Série "Mulheres Reais IFB" estreia nesta sexta; confira história de aluna autista do Campus Riacho Fundo
Tem início nesta sexta-feira, dia 6 de março, uma série de reportagens em homenagem ao Dia Internacional da Mulher, comemorado em 8 de março. Intitulada “Mulheres reais IFB”, a série vai trazer ao conhecimento do público personagens femininas que integram a comunidade IFB, sejam alunas, docentes ou técnicas administrativas com atuação em diversos campi do IFB.
Elas foram selecionadas por terem destaque no âmbito profissional, trabalhando com dedicação, assumindo múltiplas tarefas, enfrentando desafios especiais ao longo da jornada e, claro, por serem lembradas com afeto pelos colegas de trabalho ou de sala de aula. São mulheres reais, que assumem jornadas duplas ou triplas e executam seu ofício diário com amor, expressando que se sentem realizadas e quebrando paradigmas sociais, culturais e econômicos.
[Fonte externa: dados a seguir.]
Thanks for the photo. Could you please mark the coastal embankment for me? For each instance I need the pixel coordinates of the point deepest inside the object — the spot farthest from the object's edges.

A primeira personagem da série Mulheres Reais do IFB é a aluna do curso de Cozinha do Campus Riacho Fundo Raquel do Abiahy, de 41 anos de idade e diagnosticada autista apenas aos 39 anos. A modelo fashion inclusiva adora cozinhar, afirma que é onde se refugia desde criança. “Cozinhar e estar na cozinha me faz sentir segura e eu posso me comunicar por meio daquilo que cozinho. Também é algo que sinto que posso controlar, ao contrário do resto do mundo que me deixa tão ansiosa”, afirmou.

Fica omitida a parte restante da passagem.